Теперь тесто готово для приготовления халы, но духовная подготовка к правильному исполнению заповеди продолжается. Читая с ламинированного листа, я горячо молюсь о том, чтобы исполнение мною мицвы халы исправило грех Хавы. Как она принесла в мир смерть, так и я принесу в мир жизнь, уничтожив смерть, стерев слезы с каждого лица.
Теперь я готова исполнить заповедь. Я отламываю небольшой кусок теста, произношу благословение, обеими руками поднимаю кусок теста и провозглашаю: «Вот, это хала!».
Мои руки дрожат от духовного накала момента, а лицо Плии Эстер — от благоговения. С поднятыми руками я произношу еще две молитвы: одну — о том, чтобы взятая мною хала была воспринята как приношение в Святом Храме, чтобы она искупила все мои грехи и я как бы родилась заново, а вторую — о полном и окончательном искуплении всего мира.
На выполнение одной мицвы у меня ушло больше часа. Я чувствую себя возвышенно, трепетно, экстатично, как раньше я чувствовала себя после многочасовой медитации.
В течение семнадцати лет я нерегулярно (и неправильно) выполняла заповедь отделения халы, не имея ни малейшего представления о глубине и духовном потенциале этой мицвы. Я скользила на вторую базу, произносила благословение, отламывала кусочек теста — и ничего не чувствовала. Это не связывало меня со Всевышним; разве что на самом примитивном уровне.
Изъян был не в заповеди. Изъян был не в иудаизме. Изъян был во мне.

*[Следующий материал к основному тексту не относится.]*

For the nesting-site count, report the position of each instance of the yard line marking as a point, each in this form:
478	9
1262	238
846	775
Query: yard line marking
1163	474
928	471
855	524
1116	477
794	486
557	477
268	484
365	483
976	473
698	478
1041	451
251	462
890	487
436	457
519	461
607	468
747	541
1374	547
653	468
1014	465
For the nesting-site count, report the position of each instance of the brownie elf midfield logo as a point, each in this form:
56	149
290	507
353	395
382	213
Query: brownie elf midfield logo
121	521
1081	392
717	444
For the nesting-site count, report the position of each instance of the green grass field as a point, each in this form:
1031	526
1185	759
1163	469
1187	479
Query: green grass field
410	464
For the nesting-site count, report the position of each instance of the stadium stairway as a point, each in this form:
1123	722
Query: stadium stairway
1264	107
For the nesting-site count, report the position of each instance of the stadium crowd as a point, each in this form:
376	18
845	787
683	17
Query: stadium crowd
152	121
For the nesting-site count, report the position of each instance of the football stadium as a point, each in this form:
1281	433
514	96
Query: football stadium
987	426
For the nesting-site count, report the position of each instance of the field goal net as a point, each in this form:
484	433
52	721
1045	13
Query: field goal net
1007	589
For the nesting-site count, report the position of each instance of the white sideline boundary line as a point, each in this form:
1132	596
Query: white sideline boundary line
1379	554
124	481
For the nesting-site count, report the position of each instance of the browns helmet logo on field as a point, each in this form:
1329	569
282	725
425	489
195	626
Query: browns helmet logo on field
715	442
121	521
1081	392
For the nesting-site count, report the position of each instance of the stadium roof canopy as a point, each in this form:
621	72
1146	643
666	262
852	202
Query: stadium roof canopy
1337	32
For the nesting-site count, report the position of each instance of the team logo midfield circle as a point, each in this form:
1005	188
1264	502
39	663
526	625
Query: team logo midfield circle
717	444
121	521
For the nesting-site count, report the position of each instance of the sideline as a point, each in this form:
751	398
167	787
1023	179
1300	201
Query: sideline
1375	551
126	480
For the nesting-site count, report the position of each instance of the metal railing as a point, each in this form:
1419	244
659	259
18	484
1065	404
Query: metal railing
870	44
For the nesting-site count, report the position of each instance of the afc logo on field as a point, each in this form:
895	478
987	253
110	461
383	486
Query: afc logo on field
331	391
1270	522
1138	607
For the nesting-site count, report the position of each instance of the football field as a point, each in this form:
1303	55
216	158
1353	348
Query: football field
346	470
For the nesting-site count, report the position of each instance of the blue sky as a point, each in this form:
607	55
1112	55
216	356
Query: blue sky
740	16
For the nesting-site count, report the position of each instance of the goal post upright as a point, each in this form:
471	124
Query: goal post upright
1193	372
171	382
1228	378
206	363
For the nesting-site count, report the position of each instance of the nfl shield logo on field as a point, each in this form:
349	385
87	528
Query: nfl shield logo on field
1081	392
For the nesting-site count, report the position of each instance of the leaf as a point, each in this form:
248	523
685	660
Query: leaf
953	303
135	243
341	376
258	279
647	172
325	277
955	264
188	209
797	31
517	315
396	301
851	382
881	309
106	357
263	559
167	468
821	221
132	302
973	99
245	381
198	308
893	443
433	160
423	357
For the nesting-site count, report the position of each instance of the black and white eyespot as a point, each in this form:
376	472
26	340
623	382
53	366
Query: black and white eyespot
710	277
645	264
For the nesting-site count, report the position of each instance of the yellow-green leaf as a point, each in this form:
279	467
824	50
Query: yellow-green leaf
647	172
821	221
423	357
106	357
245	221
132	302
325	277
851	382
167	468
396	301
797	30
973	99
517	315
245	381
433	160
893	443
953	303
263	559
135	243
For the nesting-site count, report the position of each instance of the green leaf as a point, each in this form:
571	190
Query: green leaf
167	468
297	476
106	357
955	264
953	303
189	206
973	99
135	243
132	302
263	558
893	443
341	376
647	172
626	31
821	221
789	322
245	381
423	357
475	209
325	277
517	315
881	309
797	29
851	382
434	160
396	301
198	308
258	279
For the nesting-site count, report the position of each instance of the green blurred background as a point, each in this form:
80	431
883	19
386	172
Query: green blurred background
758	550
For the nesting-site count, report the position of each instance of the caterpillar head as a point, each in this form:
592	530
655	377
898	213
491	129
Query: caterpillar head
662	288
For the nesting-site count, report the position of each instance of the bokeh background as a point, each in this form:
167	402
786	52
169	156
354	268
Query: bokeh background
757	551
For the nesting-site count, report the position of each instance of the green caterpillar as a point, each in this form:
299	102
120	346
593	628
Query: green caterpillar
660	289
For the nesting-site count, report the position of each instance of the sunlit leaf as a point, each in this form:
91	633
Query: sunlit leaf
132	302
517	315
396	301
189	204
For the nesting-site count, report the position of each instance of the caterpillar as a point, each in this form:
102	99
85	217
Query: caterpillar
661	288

Заповеди — это непревзойденный духовный пир. Большинство евреев, даже ортодоксальных, едва распробовали их вкус. Знатоки знают разницу между едой и трапезой. Последняя требует времени и концентрации на вкусе каждого кусочка. Гурман, обедающий в пятизвездочном ресторане, не будет жаловаться на то, сколько времени уходит на приготовление еды. Он также не будет оценивать качество ресторана по тому, насколько сытым он чувствует себя, когда уходит.
Связь со Всевышним посредством выполнения заповедей требует времени, постоянного обучения и стремления вникать все глубже.
Иудаизм — это не религия быстрого питания.